Ali Ceylan

Personal information
- Date of birth: 17 June 1998 (age 27)
- Place of birth: Cologne, Germany
- Height: 1.69 m (5 ft 7 in)
- Position: Left winger

Team information
- Current team: Fethiyespor
- Number: 80

Youth career
- SV Bergisch Gladbach 09
- 0000–2015: Viktoria Köln
- 2016: Rot-Weiß Erfurt
- 2016–2017: Fortuna Köln

Senior career*
- Years: Team / Apps / (Gls)
- 2017–2020: Fortuna Köln / 24 / (0)
- 2020: Wuppertaler SV / 3 / (0)
- 2020–2022: Rot-Weiß Koblenz / 38 / (1)
- 2022–: Fethiyespor / 51 / (5)

= Ali Ceylan =

German footballer

Ali Ceylan (born 17 June 1998) is a German footballer who plays as a left winger for Turkish club Fethiyespor.

==Career==
Ceylan started playing football at SV Bergisch Gladbach 09 before moving to Viktoria Köln in his hometown.
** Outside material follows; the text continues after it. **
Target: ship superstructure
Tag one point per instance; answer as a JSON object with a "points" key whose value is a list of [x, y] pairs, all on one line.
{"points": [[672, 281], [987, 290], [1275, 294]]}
He played there until 2015 in the youth classes up to the U19, before moving to the U19 of Rot-Weiß Erfurt in January 2016.

After only half a year he went back to Cologne to the U19 of Fortuna Köln. In summer 2017 he received his first professional contract from the club, after he had ascended to the Bundesliga with the clubs A-Juniors. He made his professional debut in the 3. Liga with a substitution on match day 2 of the 2017–18 season against Carl Zeiss Jena.

In January 2019, Ceylan moved to league competitor Wuppertaler SV. On 17 July 2020, he signed with TuS Rot-Weiß Koblenz.